Wednesday, August 10, 2011

Why am I afraid?

Today was a RAINY and COLD day. *bah*

slept till 10.30 in the morning. *not good*

did my PE work. Finally got stuff settled and sorted out.

Then I went to COBURG to the Fenix Fitness Centre to redeem 6 weeks pass from a voucher I bought. WOAH! can’t wait!

I set my goals already! Must be FITTER, TONER and Lighter (in weight) *laughs*

Anyway, I helped Rach to cook dinner. (first HOME cooked dinner after like forever!)

Went to church for dance practise! woah!! so TIRING!

The warm up itself wass.. *KABOOM* mind blowing and energy draining!

but I felt good. Like it was what I needed and wanted! Wanted to get back up on that scale and feel proud of myself.

We practiced our dance for VEGENITE. Had really hard moves!

Have to do the split and the bridge and the hand stand. I could do the bridge only! *SHUCKS*

To do the handstand. I must first master a simple cartwheel. and this is where my TITLE comes in.

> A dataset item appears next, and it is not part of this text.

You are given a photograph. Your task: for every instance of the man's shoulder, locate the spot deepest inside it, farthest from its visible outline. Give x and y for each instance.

Andreas (my friend that reminds me of my brother) kept encouraging me to just FLUNK my body and release it into the air! But I was afraid. I kept saying NO and NO. & then he asked me, ‘why can’t you do it? Just do it. What are you afraid of? Aren’t you a kid? C’mon, only adults worry about all this stuff.’ And it hit me, so hard, that I questioned myself. ‘Yea, what am I afraid of?’ *SHUCKS*

Used to be FEARLESS! but now apparently I am fearing EVERYTHING!

Fear the dark, fear being alone, fear of work, fear school, fear so so much!

Where have I gone to?

*SHUCKS*

I just hope that I could master this Cart wheel. It seems to me that it will help me to find myself back. *ICANDOIT!* but I can’t do it at home. No space. HAHA!

Love, Hannah

PS: be yourself and if you realized that you are not you anymore, find yourself again.